給与収入は税金上恵まれている

給与をもらっている方から、
「仕事のものを自分で買ったのに経費にできないのはおかしい」
といったことを、よく聞きます。
基本的には経費にはできませんが、それでも給与は税金上恵まれています。

給与の収入=儲けではない

基本的には、税金には収入に対してではなく、所得に対してかかります。

ちなみに、
収入とは、もらったお金(いわゆる売上みたいなもの)
所得とは、儲かったお金(いわゆる利益みたいなもの)
です。

給与の税金も、給与所得(給与での儲け)に対してかかります。

給与をもらった場合、収入がそのまま利益となります。
年間400万円もらえば、自分の利益も400万円のはずです。
(実際には社会保険料などが引かれていますが…)

ただし給与の税金を計算するうえでは、「収入=所得」とはなりません。

給与所得とは

給与をもらっている方が自己負担で仕事のものを買っても、経費にできません。

その代わりに、給与所得控除という概算の経費を引くことができます。

そして、収入から給与所得控除を引いたものが所得(給与所得)になります。

給与所得控除は、下の表によって計算します。

(国税庁HPより)

給与が55万円まであれば、給与所得控除は55万円、所得は0円(マイナスにはなりません)。

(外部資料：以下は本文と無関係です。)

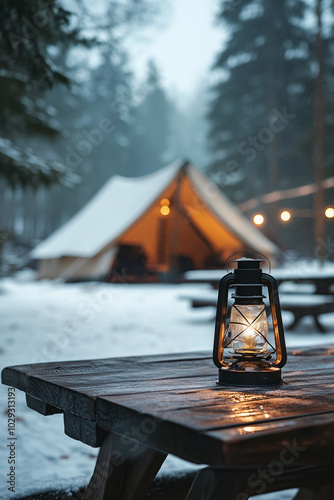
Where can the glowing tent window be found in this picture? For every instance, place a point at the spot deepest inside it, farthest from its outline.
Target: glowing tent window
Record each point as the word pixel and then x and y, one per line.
pixel 164 206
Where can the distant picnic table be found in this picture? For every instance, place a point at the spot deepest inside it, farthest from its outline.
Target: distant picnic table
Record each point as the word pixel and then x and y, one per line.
pixel 139 409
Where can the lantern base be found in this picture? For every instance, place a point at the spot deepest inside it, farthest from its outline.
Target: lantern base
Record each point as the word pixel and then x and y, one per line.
pixel 249 373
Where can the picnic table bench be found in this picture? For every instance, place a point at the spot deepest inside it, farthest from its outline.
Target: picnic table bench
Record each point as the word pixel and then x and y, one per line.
pixel 138 409
pixel 300 305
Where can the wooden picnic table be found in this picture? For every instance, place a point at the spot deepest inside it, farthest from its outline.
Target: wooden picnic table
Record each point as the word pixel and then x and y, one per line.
pixel 139 409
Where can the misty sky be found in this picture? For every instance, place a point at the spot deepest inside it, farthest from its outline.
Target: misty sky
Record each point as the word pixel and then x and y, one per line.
pixel 183 44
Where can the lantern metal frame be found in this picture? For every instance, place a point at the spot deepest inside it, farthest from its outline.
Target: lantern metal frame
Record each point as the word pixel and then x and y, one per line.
pixel 256 369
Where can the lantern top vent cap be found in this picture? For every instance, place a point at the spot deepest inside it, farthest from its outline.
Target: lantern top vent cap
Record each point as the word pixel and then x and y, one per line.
pixel 248 263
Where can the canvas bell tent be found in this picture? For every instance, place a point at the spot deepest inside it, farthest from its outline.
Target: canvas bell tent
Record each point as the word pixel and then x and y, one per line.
pixel 170 221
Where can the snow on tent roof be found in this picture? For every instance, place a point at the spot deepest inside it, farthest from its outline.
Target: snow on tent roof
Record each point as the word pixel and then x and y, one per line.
pixel 227 212
pixel 107 215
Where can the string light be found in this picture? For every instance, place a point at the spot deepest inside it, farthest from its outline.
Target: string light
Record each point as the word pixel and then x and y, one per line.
pixel 329 212
pixel 258 219
pixel 285 216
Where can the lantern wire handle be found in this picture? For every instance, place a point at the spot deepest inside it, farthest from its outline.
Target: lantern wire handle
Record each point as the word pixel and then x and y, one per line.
pixel 244 253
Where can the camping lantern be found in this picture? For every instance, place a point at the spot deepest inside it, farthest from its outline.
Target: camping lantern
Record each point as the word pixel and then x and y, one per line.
pixel 244 332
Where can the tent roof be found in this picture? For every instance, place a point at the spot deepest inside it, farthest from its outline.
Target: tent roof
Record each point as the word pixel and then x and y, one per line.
pixel 123 200
pixel 229 214
pixel 107 215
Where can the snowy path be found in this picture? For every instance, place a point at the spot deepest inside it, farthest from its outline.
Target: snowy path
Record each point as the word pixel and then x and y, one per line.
pixel 47 321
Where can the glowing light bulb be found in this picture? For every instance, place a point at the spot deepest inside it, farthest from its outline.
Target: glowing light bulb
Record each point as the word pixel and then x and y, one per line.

給与が400万円まであれば、給与所得控除は124万円、所得は276万円。

給与が850万円まであれば、給与所得控除は195万円、所得は655万円。

実際に経費として払っていなくても、経費として最大195万円引くことができます。
もちろん特別な手続きはいりません。
会社で年末調整していれば、自動的に引いてくれます。

給与収入は、税金上優遇されている

これが個人事業主であればどうでしょうか?

儲けが850万円あっても、引くことができるのは青色申告特別控除の65万円(最大で)。

給与であれば無条件で195万円引けるので、同じ儲けであっても差は130万円。
税率が30%であれば、税金は39万円多く払うことになります。

さらに個人事業主は、3/15までに確定申告しないと青色申告特別控除が10万円になるなどの、
ペナルティー的な要素もあります。

つまり、給与は税金上かなり恵まれているのです。

個人事業から会社組織にする(法人成り)メリットの一つに、
給与所得控除が使えるようになって、税金が安くすることができることがあります。